Gonzáles estava preso por cordas, sentado, a um grosso carvalho. Foi posto ali pelos seus dois irmãos mais velhos.

—Malditos traidores! Confiei em vocês, ajudei-os e agora me pagam desta maneira! – praguejou, mesmo sabendo que os seus irmãos já deviam estar a quilômetros dali.

—Já devem estar se deliciando com o meu vinho agora – pensou.

Aquela terra era amaldiçoada e ao cair da noite qualquer criatura sensata sequer pensaria nela, pois diziam que aqueles que eram tolos o suficiente para isso, amanheciam mortos, consumidos por um pesadelo atroz.

O poço a sua frente era o cerne da mácula, o refúgio dos três demônios que outrora foram reis sonhadores e bondosos, mas que degeneraram, embriagados pelo poder e ganância, até o ponto em que começaram a apodrecer ainda vivos e foram condenados a assombrar qualquer ser vivo que se aproximasse assim que a lua beijasse a terra.

Neve caia, fazendo a paisagem ficar predominantemente branca e Gonzáles tiritar, visto que suas vestes eram de um tecido vagabundo que não aquecia.
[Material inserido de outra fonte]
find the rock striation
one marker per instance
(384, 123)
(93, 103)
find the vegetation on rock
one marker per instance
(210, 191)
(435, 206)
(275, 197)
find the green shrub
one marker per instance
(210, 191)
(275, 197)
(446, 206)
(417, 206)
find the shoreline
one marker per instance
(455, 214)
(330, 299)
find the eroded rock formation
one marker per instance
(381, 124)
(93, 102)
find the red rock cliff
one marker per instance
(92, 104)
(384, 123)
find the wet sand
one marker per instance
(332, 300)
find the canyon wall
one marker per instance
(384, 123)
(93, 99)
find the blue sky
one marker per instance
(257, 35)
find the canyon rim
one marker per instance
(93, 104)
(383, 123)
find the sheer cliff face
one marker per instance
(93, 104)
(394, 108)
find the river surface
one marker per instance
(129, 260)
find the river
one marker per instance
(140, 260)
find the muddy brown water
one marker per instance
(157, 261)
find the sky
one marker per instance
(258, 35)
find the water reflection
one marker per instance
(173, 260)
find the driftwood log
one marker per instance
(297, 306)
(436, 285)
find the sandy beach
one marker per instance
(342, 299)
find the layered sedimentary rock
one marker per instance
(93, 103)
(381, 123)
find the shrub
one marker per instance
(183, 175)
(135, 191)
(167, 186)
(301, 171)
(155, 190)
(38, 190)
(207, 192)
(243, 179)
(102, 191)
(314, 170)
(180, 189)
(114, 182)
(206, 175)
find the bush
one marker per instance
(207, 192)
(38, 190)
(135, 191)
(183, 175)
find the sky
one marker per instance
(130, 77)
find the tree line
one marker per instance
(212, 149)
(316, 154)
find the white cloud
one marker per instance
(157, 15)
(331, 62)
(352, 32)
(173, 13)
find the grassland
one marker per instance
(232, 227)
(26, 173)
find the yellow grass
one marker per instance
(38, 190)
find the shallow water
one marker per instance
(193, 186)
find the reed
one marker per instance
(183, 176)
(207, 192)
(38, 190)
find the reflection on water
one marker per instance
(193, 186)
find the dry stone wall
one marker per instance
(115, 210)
Não dava mais para ver o preto de seus cabelos e barba.

Começou a rezar para que o frio o levasse para o outro lado antes que os demônios despertassem, mas o seu desejo foi frustrado ao escutar um bramido que fez todo o local tremer diante da emanação venenosa daquele som tétrico.
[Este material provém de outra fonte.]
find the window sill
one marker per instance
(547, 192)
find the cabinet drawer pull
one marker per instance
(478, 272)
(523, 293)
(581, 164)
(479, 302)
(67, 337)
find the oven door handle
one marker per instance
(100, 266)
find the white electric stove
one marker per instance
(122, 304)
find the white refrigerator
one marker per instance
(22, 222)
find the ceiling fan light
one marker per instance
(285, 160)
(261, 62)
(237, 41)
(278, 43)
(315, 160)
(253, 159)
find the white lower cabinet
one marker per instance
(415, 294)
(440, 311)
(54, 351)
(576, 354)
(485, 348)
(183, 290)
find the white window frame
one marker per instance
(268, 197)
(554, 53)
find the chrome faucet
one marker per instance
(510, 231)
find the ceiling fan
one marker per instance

Não demorou a ouvir o som de algo raspando a pedra do poço, eles deviam estar subindo, sedentos pela sua carne e sangue que lhes aquecia um pouco os corações de gelo.

Gonzáles tentou ignorar o que os seus ouvidos captavam, mas não tinha como bloquear a agonia de imaginar as garras, que agora arranhavam pedras frias, abrindo o seu corpo.
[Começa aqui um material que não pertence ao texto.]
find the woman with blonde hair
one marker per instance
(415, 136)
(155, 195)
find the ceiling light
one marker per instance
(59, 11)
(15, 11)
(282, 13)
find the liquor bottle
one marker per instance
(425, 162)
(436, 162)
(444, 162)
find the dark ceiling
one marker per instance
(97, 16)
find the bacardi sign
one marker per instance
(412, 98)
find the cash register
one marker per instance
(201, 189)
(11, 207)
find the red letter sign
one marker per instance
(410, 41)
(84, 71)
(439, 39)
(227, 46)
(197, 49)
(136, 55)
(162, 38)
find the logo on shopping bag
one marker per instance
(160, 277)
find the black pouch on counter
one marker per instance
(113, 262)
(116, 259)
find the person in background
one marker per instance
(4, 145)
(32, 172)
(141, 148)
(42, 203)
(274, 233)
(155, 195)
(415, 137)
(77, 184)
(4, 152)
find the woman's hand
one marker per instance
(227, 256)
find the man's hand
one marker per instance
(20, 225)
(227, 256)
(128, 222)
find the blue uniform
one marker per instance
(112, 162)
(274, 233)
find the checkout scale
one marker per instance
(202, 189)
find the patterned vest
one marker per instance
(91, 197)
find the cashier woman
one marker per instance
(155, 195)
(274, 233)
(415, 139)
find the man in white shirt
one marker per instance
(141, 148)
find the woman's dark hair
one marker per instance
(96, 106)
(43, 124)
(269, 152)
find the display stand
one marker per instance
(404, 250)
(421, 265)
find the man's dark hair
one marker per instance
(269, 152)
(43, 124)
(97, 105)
Primeiro viu as mãos das criaturas na borda do poço, elas possuíam grandes garras da mesma cor que suas peles, cinzas, o que dava a impressão de que na verdade os seus dedos se prolongavam até ficarem agudos como agulhas.

Os corpos magérrimos não diminua o poder de intimidação delas.

As línguas, anormalmente grandes, se moviam fora da boca descontroladamente e às vezes lambiam os inúmeros dentes pontudos e sujos, fazendo saliva escorrer pelos seus queixos. Quando a neve entrava em contato com o cuspe, enegrecia, tornando aqueles minúsculos pedaços de terra estéreis. Sequer capim iria crescer.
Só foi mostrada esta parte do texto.